Re: [PATCH] KVM: move memslot invalidation later than possible failures

All of lore.kernel.org
 help / color / mirror / Atom feed

From: Sean Christopherson <seanjc@google.com>
To: Yan Zhao <yan.y.zhao@intel.com>
Cc: kvm@vger.kernel.org, linux-kernel@vger.kernel.org, pbonzini@redhat.com
Subject: Re: [PATCH] KVM: move memslot invalidation later than possible failures
Date: Thu, 10 Nov 2022 00:33:25 +0000	[thread overview]
Message-ID: <Y2xG1SY/kNULHFck@google.com> (raw)
In-Reply-To: <Y2tNGHF5Lbjk4DQV@yzhao56-desk.sh.intel.com>

On Wed, Nov 09, 2022, Yan Zhao wrote:
> On Tue, Nov 08, 2022 at 05:32:50PM +0000, Sean Christopherson wrote:
> > On Tue, Nov 08, 2022, Yan Zhao wrote:
> > > For memslot delete and move, kvm_invalidate_memslot() is required before
> > > the real changes committed.
> > > Besides swapping to an inactive slot, kvm_invalidate_memslot() will call
> > > kvm_arch_flush_shadow_memslot() and further kvm_page_track_flush_slot() in
> > > arch x86.
> > > And according to the definition in kvm_page_track_notifier_node, users can
> > > drop write-protection for the pages in the memory slot on receiving
> > > .track_flush_slot.
> > 
> > Ugh, that's a terrible API.  The entire page track API is a mess, e.g.

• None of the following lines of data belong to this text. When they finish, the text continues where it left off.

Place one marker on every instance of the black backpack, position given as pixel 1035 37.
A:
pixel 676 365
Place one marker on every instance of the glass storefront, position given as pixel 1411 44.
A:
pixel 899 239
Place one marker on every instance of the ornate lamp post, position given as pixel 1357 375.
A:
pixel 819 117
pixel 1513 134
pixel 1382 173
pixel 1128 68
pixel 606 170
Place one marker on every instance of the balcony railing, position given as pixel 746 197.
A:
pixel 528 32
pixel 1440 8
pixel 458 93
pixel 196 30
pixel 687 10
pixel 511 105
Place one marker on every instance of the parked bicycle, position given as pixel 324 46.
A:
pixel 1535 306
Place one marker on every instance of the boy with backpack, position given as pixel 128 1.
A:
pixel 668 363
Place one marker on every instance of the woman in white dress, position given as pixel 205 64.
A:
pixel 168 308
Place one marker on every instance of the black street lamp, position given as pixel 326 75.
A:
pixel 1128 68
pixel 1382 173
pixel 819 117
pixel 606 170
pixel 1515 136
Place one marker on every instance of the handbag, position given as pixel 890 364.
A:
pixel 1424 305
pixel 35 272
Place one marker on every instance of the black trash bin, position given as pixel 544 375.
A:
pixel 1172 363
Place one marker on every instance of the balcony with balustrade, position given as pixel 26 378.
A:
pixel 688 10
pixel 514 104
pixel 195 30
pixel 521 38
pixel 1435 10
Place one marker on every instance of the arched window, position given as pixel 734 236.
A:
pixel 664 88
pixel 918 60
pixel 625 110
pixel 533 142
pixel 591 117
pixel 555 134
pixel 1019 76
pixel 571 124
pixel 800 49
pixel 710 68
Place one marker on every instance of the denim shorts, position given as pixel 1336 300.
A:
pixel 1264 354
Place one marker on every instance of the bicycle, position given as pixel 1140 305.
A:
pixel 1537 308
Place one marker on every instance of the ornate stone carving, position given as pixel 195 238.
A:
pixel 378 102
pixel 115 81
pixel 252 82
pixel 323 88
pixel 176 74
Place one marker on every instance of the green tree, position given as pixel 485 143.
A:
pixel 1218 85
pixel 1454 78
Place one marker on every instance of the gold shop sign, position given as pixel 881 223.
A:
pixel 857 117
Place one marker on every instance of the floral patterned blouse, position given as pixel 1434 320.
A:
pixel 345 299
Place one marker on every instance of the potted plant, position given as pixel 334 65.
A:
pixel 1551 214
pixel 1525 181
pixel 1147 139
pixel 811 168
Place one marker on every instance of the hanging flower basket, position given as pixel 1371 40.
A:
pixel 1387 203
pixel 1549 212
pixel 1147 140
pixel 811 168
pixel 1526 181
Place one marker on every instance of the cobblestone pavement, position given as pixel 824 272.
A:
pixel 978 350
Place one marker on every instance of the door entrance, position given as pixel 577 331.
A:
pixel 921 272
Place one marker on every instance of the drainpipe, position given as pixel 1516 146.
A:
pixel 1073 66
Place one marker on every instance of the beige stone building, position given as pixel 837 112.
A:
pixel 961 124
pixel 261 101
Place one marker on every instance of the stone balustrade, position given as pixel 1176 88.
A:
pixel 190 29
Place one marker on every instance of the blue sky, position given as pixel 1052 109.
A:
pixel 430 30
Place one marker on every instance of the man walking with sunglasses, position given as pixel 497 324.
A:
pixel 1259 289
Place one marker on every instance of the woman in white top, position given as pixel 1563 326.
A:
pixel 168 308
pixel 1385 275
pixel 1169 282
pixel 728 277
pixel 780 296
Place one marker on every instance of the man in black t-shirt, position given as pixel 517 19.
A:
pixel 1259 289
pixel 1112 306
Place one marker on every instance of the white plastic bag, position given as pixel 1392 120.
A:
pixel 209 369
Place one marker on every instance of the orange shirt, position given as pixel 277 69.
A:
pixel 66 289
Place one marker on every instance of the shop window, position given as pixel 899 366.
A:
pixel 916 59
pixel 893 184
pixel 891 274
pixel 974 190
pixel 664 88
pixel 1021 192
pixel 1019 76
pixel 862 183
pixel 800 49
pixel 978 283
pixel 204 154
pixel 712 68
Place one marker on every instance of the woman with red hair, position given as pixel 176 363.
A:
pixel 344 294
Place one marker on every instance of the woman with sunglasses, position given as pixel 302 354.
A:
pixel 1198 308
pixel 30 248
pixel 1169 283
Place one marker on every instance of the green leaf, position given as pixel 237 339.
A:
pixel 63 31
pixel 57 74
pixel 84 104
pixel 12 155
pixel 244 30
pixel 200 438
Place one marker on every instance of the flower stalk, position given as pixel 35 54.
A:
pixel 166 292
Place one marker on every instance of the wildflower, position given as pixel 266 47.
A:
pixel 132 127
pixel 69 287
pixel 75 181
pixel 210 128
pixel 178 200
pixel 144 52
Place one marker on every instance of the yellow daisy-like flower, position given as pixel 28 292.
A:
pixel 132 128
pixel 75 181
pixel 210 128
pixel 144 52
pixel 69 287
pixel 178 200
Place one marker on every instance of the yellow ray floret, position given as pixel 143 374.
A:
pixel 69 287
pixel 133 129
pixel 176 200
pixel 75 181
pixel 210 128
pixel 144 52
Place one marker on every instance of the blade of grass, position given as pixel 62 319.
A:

KVMGT is
> > forced to grab its own references to KVM and also needs to manually acquire/release
> > mmu_lock in some flows but not others.
> > 
> > Anyways, this is a flaw in the page track API that should be fixed.  Flushing a
> > slot should not be overloaded to imply "this slot is gone", it should be a flush
> > command, no more, no less.
> hmm, but KVM also registers to the page track
> "node->track_flush_slot = kvm_mmu_invalidate_zap_pages_in_memslot;"
> And in kvm_mmu_invalidate_zap_pages_in_memslot, memslot (actaully all the shadow
> page tables) is zapped. And during the zap, unaccount_shadowed() will drop the
> write protection. But KVM is ok because the dropped write-protection can be
> rebuilt during rebuilding the shadow page table.
> So, for .track_flush_slot, it's expected that "users can drop write-protection
> for the pages in the memory slot", right?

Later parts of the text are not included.